Here is a screen capture of the two lists' description in the environment.

enter image description here

list2 has one more column in each of the 113 dataframes than list1.

The fact that the size of list2 being larger than list1 is also confirmed.

> object.size(list1)
4760400 bytes
> object.size(list2)
5023240 bytes

What are the conditions for R Studio to describe a list as a "[large] list"? My guess was a list over a certain size, but the example above disproves that.

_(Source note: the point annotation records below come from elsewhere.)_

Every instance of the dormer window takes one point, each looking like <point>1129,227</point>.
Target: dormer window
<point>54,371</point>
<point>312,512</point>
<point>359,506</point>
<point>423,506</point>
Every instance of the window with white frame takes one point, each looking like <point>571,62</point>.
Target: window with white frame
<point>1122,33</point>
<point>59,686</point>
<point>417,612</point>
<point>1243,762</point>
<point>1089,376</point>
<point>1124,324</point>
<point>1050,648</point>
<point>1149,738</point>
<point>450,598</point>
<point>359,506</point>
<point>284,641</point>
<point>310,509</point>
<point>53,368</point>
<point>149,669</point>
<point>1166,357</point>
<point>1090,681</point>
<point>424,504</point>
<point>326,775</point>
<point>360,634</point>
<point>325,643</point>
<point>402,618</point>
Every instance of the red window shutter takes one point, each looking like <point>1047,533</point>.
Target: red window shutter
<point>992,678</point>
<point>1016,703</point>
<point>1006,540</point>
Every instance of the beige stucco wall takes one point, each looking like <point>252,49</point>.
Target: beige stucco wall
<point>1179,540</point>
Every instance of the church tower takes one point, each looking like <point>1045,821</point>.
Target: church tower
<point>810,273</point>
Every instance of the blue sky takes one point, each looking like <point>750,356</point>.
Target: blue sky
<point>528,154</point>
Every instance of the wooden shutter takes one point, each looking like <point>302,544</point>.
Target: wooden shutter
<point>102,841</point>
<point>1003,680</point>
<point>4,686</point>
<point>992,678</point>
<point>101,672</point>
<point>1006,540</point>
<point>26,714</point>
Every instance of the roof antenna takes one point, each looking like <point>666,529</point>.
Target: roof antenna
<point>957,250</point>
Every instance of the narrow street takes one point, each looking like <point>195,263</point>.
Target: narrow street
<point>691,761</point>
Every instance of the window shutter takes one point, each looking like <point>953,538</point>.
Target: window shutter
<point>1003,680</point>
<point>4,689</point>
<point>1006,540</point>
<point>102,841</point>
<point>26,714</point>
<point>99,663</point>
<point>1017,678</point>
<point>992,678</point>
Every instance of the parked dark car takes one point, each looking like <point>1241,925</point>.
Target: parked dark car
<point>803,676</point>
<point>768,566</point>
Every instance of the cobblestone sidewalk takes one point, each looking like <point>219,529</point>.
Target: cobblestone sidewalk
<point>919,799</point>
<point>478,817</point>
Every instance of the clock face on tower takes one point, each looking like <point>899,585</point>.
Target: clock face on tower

CodePudding user response:

The string that describes the object in the environment pane is obtained internally by the function .rs.describeObject

If I create a list of data frames which is 5.8MB in size, we can see that this matches the output in the environment panel:

set.seed(1)

list1 <- lapply(1:113, function(x) as.data.frame(replicate(20, rnorm(300))))

enter image description here

We can get the same description string by running the code:

.rs.describeObject(.GlobalEnv, "list1")$value
#> [1] "Large list (113 elements,  5.8 MB)"
#> attr(,"class")
#> [1] "rs.scalar"

Looking at the code of the function, the size above which an object is labelled as "Large" is 524288, i.e. half a megabyte, determined by this line of code:

    if (size > 524288) {

However, this does not explain why your second list does not have the "Large" adjective applied to it. As it happens, I cannot replicate your findings, since if I do:

list2 <- lapply(list1, function(x) {x$a <- rnorm(300); x})

I now have

enter image description here

It seems there are some contexts in which the third argument to .rs.describeObject, which is computeSize may be set to FALSE and cause the object size not to be calculated in the environment pane. Without knowing the code you used to create the "silently large" list2, it's not possible to trace this through.

TL;DR

The bottom line is that most of the time, an object is "Large" if it is greater than half a megabyte, but depending on how the object was created, its size may not be calculated in the environment pane.